Gabapentin Abuse Treatment
Abruptly stopping gabapentin can increase the likelihood of seizures, so it’s important to seek help when looking to quit.4 If you are getting treatment for a gabapentin abuse problem, you will likely start with detox so that you can slowly eliminate the drug from your body in a controlled manner. After completing detox, you will need medical clearance before transitioning into an inpatient or outpatient treatment program. There are a number of gabapentin addiction treatment options available, including:
- Detox: After long or heavy use of gabapentin, your body becomes dependent on the drug and needs it in its system to function and avoid a potentially perilous withdrawal syndrome. Getting medical detox helps you to slowly wean off gabapentin while under medical supervision.
- Inpatient Treatment: If your gabapentin addiction is severe or you have co-occurring mental health or medical issues, an inpatient program can provide you with intensive care. Inpatient treatment requires that you live at the facility for the entire duration of your treatment. These programs provide a high level of structure and a safe environment that minimizes triggers to use gabapentin. Before you begin treatment, medical professionals will assess your situation and your addiction in order to create a tailored treatment plan. This may include individual and group therapy, family counseling, relapse prevention classes, support groups and aftercare planning.

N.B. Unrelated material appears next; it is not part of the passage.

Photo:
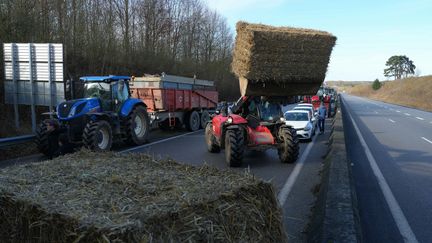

- Residential Treatment: A residential program can provide a high level of care, structured environment, and 24/7 medical monitoring while you treat your gabapentin addiction. If you require a longer stay and intensive services, a residential facility is a great option. There is a wide range of residential programs available, including facilities that offer dual diagnosis treatment, nutritional counseling, family therapy, and aftercare treatment options.
- Outpatient Programs: After completing detox and/or inpatient treatment, you may move on to an outpatient treatment. You might also start in an outpatient program if your addiction hasn’t progressed to the point of requiring intense inpatient care. When you seek treatment on an outpatient basis, you will live at home and visit the facility for a set number of hours per week to work with a therapist and engage in group therapy.
- Support Groups: Before, during, or after treatment, you may attend 12-step meetings like AA/NA or other support groups. When you go to a support group you will be welcomed by people who know what you’ve been through because they’ve gone through it too. Feeling accepted can make a huge difference in your recovery because you will create a new support network of sober individuals and learn from people who have been abstinent from drugs for a longer period of time.
- Aftercare: In rehab, you will prepare for your transition out of treatment by creating an aftercare plan. This will look different for every person and may include transitioning into a sober living facility, locating a counselor or therapist outside of treatment, and regularly attending 12-step meetings or other support groups. After you leave treatment, it is important that you stay involved with some sort of care to prevent relapse.
- Mack, A. (2003). Examination of the evidence for off-label use of gabapentin. Journal of Managed Care Pharmacy, 9(6), 559-568.
- Food and Drug Administration. (2011). Neurontin.
- K. Quigley, V. Adhlakha, P. Reddy, A. Miller. (n.d.). Prevalence of Gabapentin Abuse Among Clinical Patients. Presentation Abstract.
- Smith, B. H., Higgins, C., Baldacchino, A., Kidd, B., & Bannister, J. (2012). Substance misuse of gabapentin. The British Journal of General Practice, 62(601), 406–407. http://doi.org/10.3399/bjgp12X653516.
- Middleton, O. (2011). Suicide by gabapentin overdose. Journal of forensic sciences, 56(5), 1373-1375.
- Medscape. (2015). Gabapentin New Drug of Abuse?
- American Foundation for Suicide Prevention. (n.d.). Risk Factors and Warning Signs.
- U.S. National Library of Medicine. (2016). Drug use first aid.
- U.S. National Library of Medicine. (2011). Gabapentin.
- Curtiss, F. R. (2002). Managing care via prior authorization (PA) programs? Journal of Managed Care Pharmacy, Vol. 8(4), 296.